When the Media Chant “Justice” in Unison, the Nation Is in Mortal Danger — The Case of Kiichi Miyazawa
When the Japanese mass media break into a chorus of “justice,” the nation enters its most dangerous phase. Reflecting on the life and warnings of former Prime Minister Kiichi Miyazawa, who advocated early public funding to resolve bad loans after the bubble collapse but was crushed by unified opposition from bureaucrats, media, business groups, and banks, the author argues that this suppression gave birth to Japan’s “lost 20 years.” This essay condemns the false elite and the media’s authoritarian nature, insisting that true elites must devote their lives to learning, integrity, and national interest—qualities systematically destroyed by Japan’s postwar media culture.
When the Mass Media of This Nation Burst into a Great Chorus of Justice, It Is Dangerous, Extremely Dangerous, and It Is Wrong
2010-07-23
“There is no end to a true life, and there is no end to a true book.” (J. M. G. Le Clézio)
From evening onward, the image of a single genuine elite who had once stood in the world of politics twenty years ago kept rising in my mind.
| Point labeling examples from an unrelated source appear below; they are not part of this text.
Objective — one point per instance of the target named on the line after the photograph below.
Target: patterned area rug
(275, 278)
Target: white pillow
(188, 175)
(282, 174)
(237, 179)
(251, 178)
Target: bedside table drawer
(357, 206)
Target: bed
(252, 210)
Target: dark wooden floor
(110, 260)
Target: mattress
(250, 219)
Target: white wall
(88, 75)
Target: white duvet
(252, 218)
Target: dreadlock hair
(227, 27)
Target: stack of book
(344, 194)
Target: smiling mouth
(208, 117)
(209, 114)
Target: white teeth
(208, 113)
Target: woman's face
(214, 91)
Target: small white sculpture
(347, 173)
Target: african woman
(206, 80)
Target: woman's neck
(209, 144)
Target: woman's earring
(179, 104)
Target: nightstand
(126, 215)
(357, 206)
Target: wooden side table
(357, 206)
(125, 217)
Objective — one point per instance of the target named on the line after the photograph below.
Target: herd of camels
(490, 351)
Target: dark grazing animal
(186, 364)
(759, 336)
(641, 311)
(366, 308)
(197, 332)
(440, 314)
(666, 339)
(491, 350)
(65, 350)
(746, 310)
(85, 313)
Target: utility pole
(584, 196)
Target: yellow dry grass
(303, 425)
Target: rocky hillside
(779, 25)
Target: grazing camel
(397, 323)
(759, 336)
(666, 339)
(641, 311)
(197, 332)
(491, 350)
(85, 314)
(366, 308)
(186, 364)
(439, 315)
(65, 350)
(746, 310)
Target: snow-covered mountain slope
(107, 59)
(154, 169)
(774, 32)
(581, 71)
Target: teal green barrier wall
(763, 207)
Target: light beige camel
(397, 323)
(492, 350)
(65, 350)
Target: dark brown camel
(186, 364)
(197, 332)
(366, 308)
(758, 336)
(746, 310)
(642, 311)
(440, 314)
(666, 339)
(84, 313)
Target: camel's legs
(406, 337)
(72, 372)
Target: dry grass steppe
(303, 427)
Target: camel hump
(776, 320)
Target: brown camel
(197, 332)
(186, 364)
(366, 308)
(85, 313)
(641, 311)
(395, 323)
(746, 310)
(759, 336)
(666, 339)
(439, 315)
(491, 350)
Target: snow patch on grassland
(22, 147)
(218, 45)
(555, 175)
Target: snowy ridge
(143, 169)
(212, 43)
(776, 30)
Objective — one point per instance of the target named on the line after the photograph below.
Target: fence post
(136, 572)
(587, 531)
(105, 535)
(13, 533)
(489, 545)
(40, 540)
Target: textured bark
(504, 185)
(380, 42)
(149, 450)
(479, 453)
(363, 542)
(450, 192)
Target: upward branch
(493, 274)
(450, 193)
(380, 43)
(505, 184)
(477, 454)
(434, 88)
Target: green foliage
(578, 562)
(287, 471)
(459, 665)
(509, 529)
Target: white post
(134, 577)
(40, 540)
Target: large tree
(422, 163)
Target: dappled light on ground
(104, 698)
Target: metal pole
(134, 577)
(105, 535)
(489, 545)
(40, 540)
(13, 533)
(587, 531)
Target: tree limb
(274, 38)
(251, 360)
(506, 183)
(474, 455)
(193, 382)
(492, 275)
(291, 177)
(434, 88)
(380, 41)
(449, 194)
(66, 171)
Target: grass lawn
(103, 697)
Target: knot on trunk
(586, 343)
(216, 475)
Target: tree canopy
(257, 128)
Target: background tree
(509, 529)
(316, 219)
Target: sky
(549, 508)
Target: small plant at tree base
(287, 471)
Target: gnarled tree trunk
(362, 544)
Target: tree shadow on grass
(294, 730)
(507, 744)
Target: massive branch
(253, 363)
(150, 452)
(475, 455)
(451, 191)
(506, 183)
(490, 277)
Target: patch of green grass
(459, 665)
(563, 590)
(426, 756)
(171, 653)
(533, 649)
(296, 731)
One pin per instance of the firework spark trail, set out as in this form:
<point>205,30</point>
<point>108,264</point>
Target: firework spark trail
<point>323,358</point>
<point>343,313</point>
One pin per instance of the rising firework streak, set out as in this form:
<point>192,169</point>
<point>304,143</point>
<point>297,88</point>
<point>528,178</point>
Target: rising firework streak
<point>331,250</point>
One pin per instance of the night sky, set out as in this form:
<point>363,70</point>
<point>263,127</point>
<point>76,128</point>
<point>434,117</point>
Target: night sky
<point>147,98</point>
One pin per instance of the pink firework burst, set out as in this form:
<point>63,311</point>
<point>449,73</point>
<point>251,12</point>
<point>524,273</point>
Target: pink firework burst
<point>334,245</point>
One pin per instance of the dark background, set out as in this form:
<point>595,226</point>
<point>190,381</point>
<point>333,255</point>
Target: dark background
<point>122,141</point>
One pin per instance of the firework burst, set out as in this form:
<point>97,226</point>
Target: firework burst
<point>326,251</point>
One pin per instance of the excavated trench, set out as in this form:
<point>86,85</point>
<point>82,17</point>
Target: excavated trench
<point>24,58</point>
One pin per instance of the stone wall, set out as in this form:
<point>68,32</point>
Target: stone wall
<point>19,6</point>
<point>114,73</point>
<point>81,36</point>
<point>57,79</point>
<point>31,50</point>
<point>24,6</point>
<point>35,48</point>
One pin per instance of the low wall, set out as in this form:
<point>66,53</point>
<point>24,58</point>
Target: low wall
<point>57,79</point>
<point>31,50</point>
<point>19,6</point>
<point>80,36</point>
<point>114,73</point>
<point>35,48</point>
To graduate with outstanding results from the University of Tokyo’s Faculty of Law and enter the Ministry of Finance meant, for him, to never forget throughout his life that his mission was to devote himself constantly to the nation and to the nation’s course, to continue studying unceasingly so that his mind would remain sharp and that the country would not go astray.
For the sake of certainty, I searched Wikipedia and was astonished.
Everything I had repeatedly written—that the responsibility lay with the mass media, and that their guilt was profound—was stated there plainly as fact.
His name was Kiichi Miyazawa, the Prime Minister at the time.
Amid the financial instability that followed the collapse of the bubble economy, at the LDP’s Karuizawa seminar in August 1992 (Heisei 4), he made a statement advocating public assistance to financial institutions.
He argued that the sharp decline in land and stock prices was of a different nature from previous recessions and that public funds had to be injected to dispose of non-performing loans at an early stage.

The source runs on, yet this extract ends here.